Otegui, esa baba de ETA que arrastra su húmeda viscosidad por el rostro indecente del Parlamento y el Gobierno españoles, y que es un insulto lacerante para el decoro y la dignidad de las víctimas del terror vascoseparatista, ha vuelto a ser reclamado por el Tribunal Supremo para ultimar una cuenta pendiente con la Justicia que quedó en el limbo de una anulación por un quítame allá unas pajas de procedimiento; esas mojigaterías legales a las que se agarran como bombas lapa los etarras y sus pajes con toga y latines para procurar la inhabilitación del tribunal: que si el Juez me ha mirado mal, que si Su Señoría me ha faltado al respeto, que si el Magistrado ha deslizado un adjetivo inconveniente en el relato de mís crímenes, que si el Fiscal es primo tercero del cuñado de la novia de un guardia civil de Cáceres que dicen que asesiné no me acuerdo cuando...

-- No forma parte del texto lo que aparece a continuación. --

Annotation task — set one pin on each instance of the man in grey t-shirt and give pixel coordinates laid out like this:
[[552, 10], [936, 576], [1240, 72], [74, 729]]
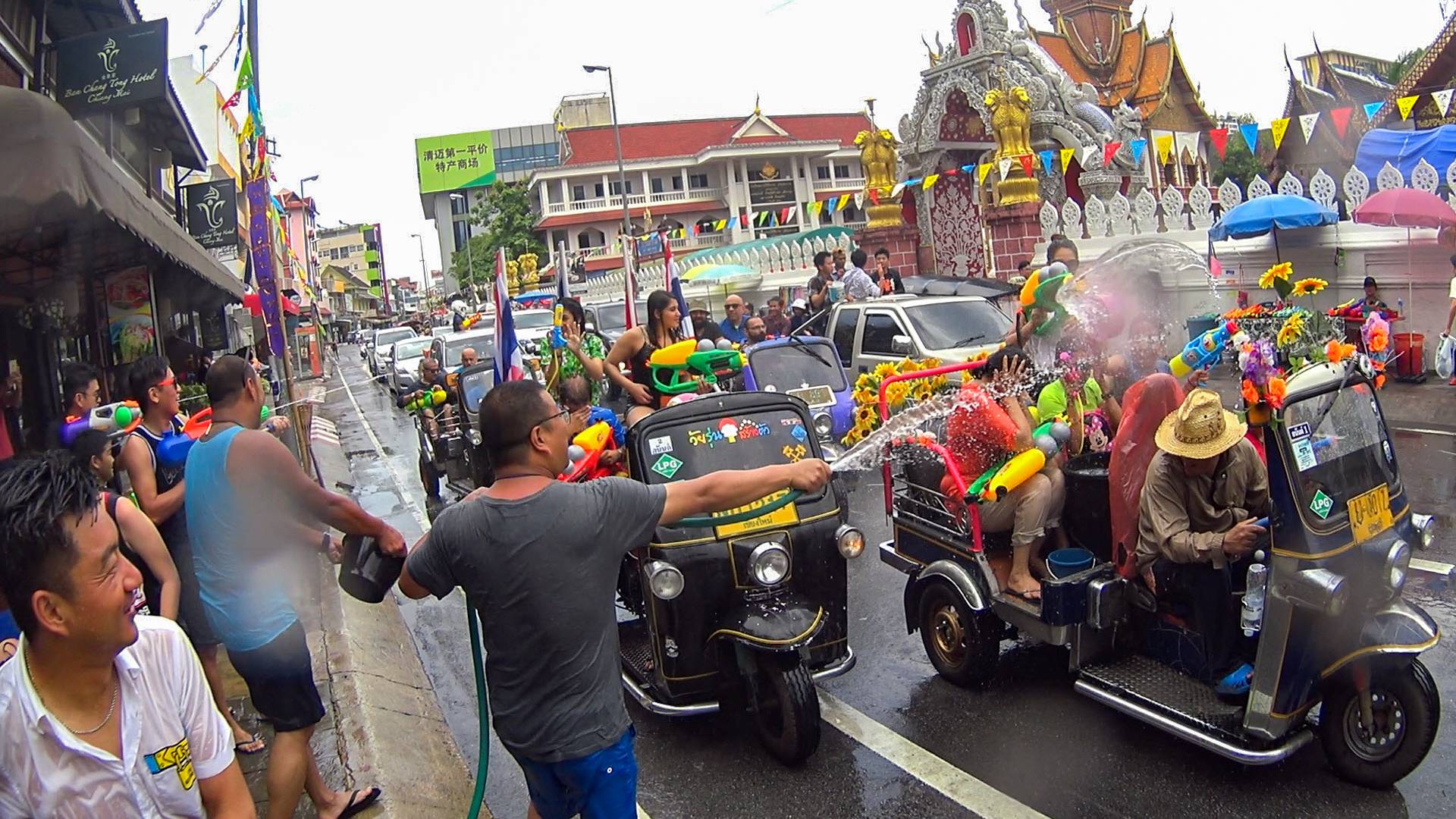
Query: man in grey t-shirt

O el Magistrado que presida el próximo juicio contra Otegui es un zombi robotizado, ciego, mudo y sin olfato, porque la  mera presencia del capo de los bilduetarras produce náuseas y su olor arcadas incontenibles, irreprimibles e indisimulables, o los abogados de esta mula de ETA, que esconde en su ano el placer bárbaro del crimen, del secuestro y la extorsión, volverán a procurarle la anulación del juicio porque resulta humanamente imposible no mirar con asco a la serpiente que se enrosca en el hacha de ETA y que hoy repta en el Parlamento y en la Moncloa dando órdenes y cobrándose favores de investidura, como hacen los sicarios de la Mafia con los deudos de una gracia de la Cosa Nostra.

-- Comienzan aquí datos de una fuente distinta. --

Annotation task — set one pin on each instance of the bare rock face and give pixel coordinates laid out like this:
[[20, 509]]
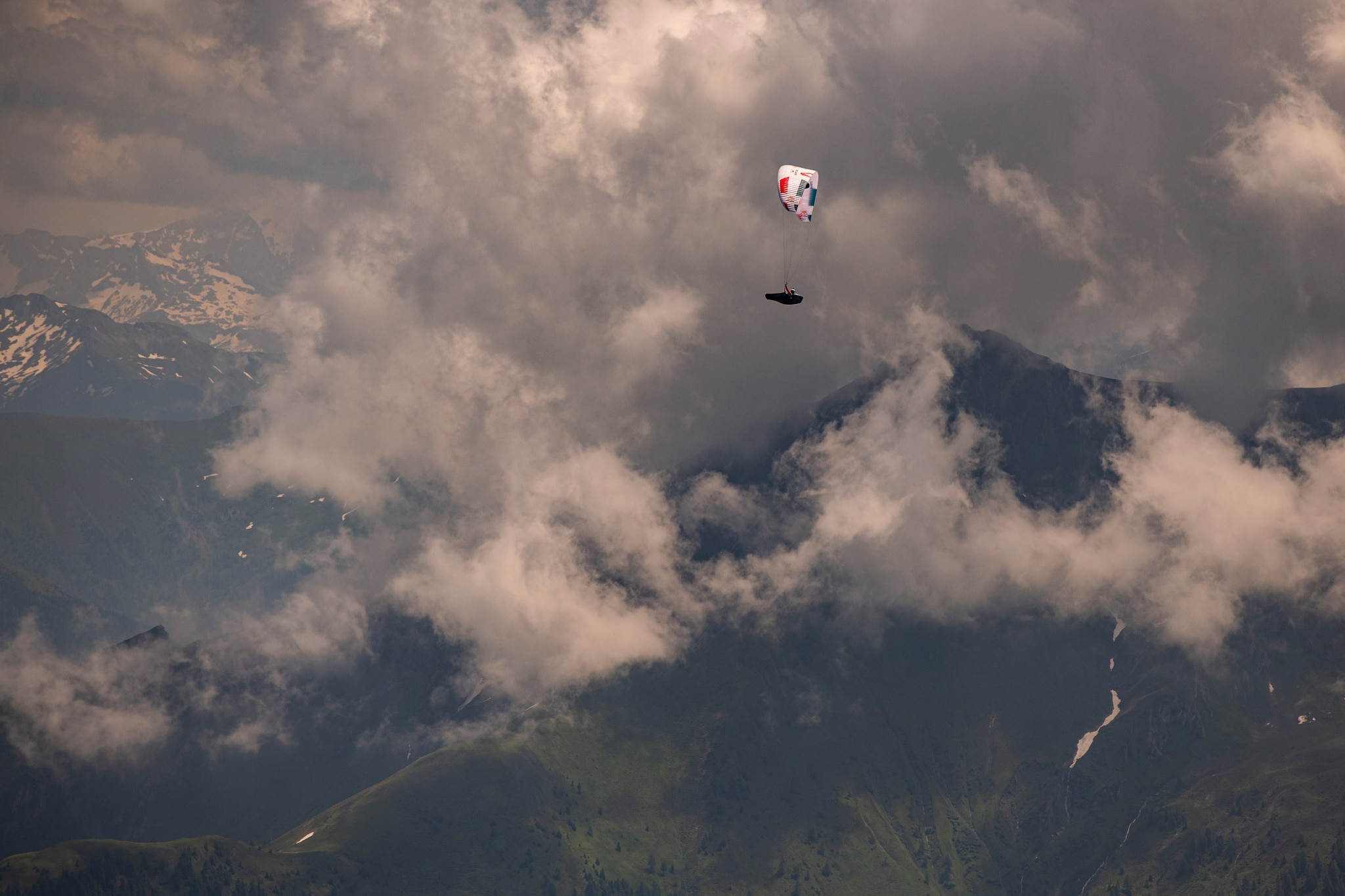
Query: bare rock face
[[77, 362], [213, 276]]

En su furia aldeana por haber sido vuelto a llamar por los inquisidores del Tribunal Supremo, la mula de ETA multuplica sus coces contra España y contra los españoles. Comoquiera que Otegui es aún más acémila que Sabino Arana (el Abraham del separatismo vasco) es incapaz de entender que aún está vivo gracias a que él también es español, pues si Otegui hubiese sido francés, inglés, alemán o norteamericano, hace muchos años que estaría muerto, antes de que ningún tribunal hubiera tenido tiempo de reclamarlo, pues las policías allende los Pirineos tienen otro concepto de la custodia de las libertades y de la democracia: cuando se enfrentan a reptiles como Otegui llevan siempre el dedo índice dentro del guardamonte del fusil y de la pistola acariciando el gatillo, y dialogan con los terroristas con un eufónico monosílabo: ¡Bang!